The effect of complex force load on local stresses in layers of intergranular phase adjacent to grains and matrix is shown in Fig. 5. It is established that the nature of change in σ _i in the layer of intergranular phase under action of complex force load has a complex form with sharp changes in stress values, and curves are almost symmetrical with respect to central grain Z1. The range of change in σ _i in layers of intergranular phase adjacent to grains and matrix is almost the same, and under action of force complex No. 1 it is 110 – 424 MPa, for No. 2 it is 221 – 848 MPa, and for No. 3 it is 443 – 1697 MPa.

Fig. 5

Effect of complex force load on stress intensity σ _i at CP of intergranular phase surface layer, adjacent to grains (a) and matrix (b) in ceramic of the system ZrO₂–MgO–ZrO₂–Cu. Force complex number shown on curves.

Average values of stress inhomogeneity coefficients K _Δip1 and K _Δip2 in layers of intergranular phase adjacent to grains and matrix comprise 3.85 and 3.62 respectively. Attention is drawn to the extremely unstable change in stresses in a layer of intergranular phase adjacent to grain Z2. However, in the section from CP99 to CP115 (see Fig. 5 a) K _Δip1 = 1.6, which is lower by almost a factor of three than the average value of this coefficient calculated for the whole surface. It is apparent that in order to estimate instability it is necessary to use a coefficient capable of considering presence of structural stress concentration.

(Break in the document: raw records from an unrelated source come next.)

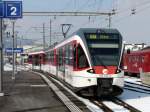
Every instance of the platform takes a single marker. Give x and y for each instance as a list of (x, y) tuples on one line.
[(28, 93)]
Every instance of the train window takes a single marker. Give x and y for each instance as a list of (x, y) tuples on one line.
[(82, 60), (60, 58), (70, 55)]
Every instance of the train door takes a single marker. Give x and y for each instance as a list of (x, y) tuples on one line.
[(61, 66), (68, 62)]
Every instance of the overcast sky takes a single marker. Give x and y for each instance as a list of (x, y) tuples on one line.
[(135, 28)]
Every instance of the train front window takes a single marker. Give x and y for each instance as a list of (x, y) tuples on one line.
[(104, 48)]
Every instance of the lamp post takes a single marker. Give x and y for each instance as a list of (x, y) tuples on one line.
[(13, 36)]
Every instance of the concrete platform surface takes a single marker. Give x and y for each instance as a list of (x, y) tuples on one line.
[(28, 93)]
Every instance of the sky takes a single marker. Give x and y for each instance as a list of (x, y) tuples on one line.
[(133, 27)]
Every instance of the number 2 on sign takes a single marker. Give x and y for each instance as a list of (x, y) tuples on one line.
[(13, 11)]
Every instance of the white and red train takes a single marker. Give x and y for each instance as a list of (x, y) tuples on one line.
[(89, 60), (137, 63)]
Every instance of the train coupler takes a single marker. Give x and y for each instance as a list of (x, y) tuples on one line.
[(104, 86)]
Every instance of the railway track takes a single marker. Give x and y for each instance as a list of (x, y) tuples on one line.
[(125, 105), (115, 100), (137, 87)]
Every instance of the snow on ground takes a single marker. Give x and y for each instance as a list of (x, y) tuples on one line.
[(8, 67), (140, 101)]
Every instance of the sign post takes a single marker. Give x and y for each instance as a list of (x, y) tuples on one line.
[(1, 51), (11, 10)]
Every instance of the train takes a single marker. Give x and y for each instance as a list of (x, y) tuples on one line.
[(137, 63), (88, 61)]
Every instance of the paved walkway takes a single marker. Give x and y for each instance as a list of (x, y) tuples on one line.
[(28, 93)]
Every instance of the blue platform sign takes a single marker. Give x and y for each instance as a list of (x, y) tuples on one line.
[(11, 9), (1, 9), (16, 50)]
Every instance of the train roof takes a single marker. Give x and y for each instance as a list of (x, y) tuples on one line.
[(81, 31), (94, 30)]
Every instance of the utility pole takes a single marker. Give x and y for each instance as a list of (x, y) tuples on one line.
[(44, 36), (67, 26), (109, 20), (1, 57), (50, 32), (13, 36)]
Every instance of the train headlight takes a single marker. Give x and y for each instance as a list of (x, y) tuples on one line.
[(105, 71), (91, 71)]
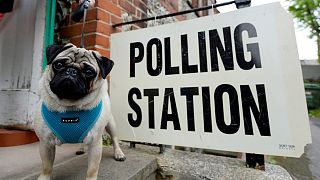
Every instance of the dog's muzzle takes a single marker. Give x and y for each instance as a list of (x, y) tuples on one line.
[(69, 84)]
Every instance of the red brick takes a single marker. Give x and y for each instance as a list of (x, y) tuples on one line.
[(75, 30), (109, 6), (128, 7), (115, 20), (102, 41), (103, 28), (103, 15), (89, 40), (102, 51), (140, 5)]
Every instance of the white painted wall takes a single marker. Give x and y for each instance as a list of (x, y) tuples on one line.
[(21, 52)]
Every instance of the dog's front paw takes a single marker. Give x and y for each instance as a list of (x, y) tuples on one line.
[(118, 155)]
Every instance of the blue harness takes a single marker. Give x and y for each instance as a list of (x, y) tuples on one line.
[(71, 126)]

The nature of change in σ _i in a layer of matrix adjacent to intergranular phase under the action of a complex mechanical load is presented in Fig. 6. All curves are symmetrical with respect to CP202. Values of σ _i in the surface layer of matrix under action of force complex No. 1 change from 73 to 334 MPa, complex No. 2 from 146 to 668 MPa, and No. 3 from 293 to 1337 MPa. The greatest stresses form in a matrix surface layer in the area of grain Z2, for which there is the greatest effect of concentrated force F _i . The stressed sate of a matrix surface layer has K _Δm  = 4.6.

Fig. 6

Effect of complex force load on stress intensity σ _i at CP of intergranular phase surface layer, adjacent to intergranular phase of ceramic of the system ZrO₂–MgO–ZrO₂–Cu. Force complex number shown on curves.

Conclusion

By summarizing results of numerical experiments it may be noted that the stress-strained state of a surface layer of ceramic based on zirconium dioxide under action of a complex mechanical load is characterized by high inhomogeneity. The greatest local stresses under action of a complex force load form within grain Z2 and intergranular phase around it, which is determined by action of a concentrated force. The inhomogeneity coefficient K _Δz for stresses in a surface layers of grains Z1, Z2, Z3 equals 3.12, 4.83, and 3.1 respectively. The stress inhomogeneity coefficient in layers of intergranular phase adjacent to grains comprises 3.85 and 3.62 respectively. The stressed state of a surface layer of matrix adjacent to intergranular phase is characterized by K _Δz1 = 4.6.

Results of this study also point to a requirement for considering stress inhomogeneity forming a surface layer of a ceramic component based on zirconium dioxide under action of a complex mechanical load, in describing their wear and failure mechanisms, and also in designing components for prescribed operating conditions.